SciBooNE searches for neutral pions
![](http://www.fnal.gov/pub/today/images10/SciBooNE1_021810-s.jpg)
Figure 1. An event display showing a typical π0 interaction in the SciBooNE detector. Each red dot represents energy deposited in one detector channel. The SciBooNE analyzers use the positions and sizes of the energy deposits to reconstruct the directions and total energies of the particles whose passage caused the tracks to develop. In a typical π0 event, the pions decay to two photons. Those photons subsequently convert to electron-positron pairs that leave tracks, as shown in this display. The tracks point back to the position of the π0 decay.
Detecting the ghostly neutrino is never an easy task, especially if its interaction produces another neutral particle, the neutral pion, or π0. But detecting the neutral pion produced by neutrinos is just what the SciBooNE collaboration has achieved.

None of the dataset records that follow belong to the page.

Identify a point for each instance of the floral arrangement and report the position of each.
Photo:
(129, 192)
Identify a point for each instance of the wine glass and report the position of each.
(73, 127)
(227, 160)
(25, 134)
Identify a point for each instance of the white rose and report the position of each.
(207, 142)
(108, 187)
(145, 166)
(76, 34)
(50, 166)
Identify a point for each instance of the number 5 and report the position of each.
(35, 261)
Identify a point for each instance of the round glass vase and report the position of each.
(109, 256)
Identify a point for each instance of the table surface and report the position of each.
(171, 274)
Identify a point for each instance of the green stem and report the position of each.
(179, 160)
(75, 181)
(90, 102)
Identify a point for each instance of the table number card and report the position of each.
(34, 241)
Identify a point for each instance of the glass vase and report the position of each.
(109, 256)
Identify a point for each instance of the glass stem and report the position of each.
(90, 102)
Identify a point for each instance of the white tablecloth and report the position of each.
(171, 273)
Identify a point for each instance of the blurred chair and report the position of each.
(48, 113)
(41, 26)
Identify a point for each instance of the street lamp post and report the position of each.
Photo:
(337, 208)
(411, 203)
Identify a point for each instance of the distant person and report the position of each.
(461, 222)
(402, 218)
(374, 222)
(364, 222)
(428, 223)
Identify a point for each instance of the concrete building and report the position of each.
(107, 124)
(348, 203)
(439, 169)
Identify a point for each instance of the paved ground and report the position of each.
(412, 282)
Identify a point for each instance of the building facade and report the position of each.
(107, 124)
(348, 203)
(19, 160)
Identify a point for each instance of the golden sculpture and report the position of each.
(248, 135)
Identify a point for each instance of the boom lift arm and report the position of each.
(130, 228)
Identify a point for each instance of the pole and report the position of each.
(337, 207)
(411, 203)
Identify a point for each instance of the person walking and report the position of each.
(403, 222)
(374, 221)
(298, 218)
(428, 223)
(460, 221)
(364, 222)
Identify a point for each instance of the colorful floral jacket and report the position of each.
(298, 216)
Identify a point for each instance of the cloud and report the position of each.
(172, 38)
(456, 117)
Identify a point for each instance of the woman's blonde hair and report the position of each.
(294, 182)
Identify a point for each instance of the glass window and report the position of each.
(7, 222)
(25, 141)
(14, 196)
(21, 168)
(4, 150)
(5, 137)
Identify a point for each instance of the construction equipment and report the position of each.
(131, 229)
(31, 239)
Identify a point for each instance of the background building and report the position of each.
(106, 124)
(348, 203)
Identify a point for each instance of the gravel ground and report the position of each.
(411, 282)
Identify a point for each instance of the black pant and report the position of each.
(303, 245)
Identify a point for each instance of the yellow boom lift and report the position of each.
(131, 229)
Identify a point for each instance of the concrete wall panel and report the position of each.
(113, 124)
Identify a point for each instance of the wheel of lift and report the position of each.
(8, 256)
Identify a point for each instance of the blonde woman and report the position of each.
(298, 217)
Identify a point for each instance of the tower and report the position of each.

The trick is knowing what the neutral particles are going to do once they appear in the detector. Neutral pions decay very quickly into two photons, which can be detected, as shown in Figure 1. By finding the tracks left by the photons and checking if they can be reconstructed into a particle with the mass of a pion, SciBooNE analyzers, led by Yoshinori Kurimoto of Kyoto University, identified hundreds of these elusive events.
Once they found the events, the analyzers calculated the probability for neutrinos to interact in this way. They then further refined the data and carefully studied the properties of the pions created by the neutrino interactions, such as the directions in which the pions traveled through the detector, as shown in Figure 2.
Apart from the intrinsic interest of understanding the behavior of nature's quirkiest particle, these measurements provide important input for the T2K experiment in Japan. T2K is searching for muon neutrinos that morph into electron neutrinos, νe. This phenomenon, called neutrino oscillation, is the first observation not allowed by the Standard Model of particle physics. T2K and Fermilab's NOvA experiment will use accelerator neutrino beams to search directly for νe appearance. If they find it, νe appearance could be the first step in understanding why we live in a matter, not antimatter, universe. But in order to find νe appearance, the T2K and NOvA scientists will need to understand all the processes that could mimic the particle. The number one culprit is π0 production.
The SciBooNE measurements of π0 production, combined with MiniBooNE's recent results on the same topic, finally bring this pesky background process under control. More details on the analysis can be found in SciBooNE's recent publication.
-- Morgan Wascko
![](http://www.fnal.gov/pub/today/images10/SciBooNE2_021810-s.jpg)
Figure 2. Distribution showing the angles (with respect to the neutrino beam direction) of emitted pions. The data are shown by the black crosses, with the statistical uncertainty indicated by the black error bar. The prediction is shown by the blue dashed line, with the systematic uncertainties indicated by the red bands.
![](http://www.fnal.gov/pub/today/images10/SciBooNE3_021810-s.jpg)
Yoshinori Kurimoto of Kyoto University performed the data analysis.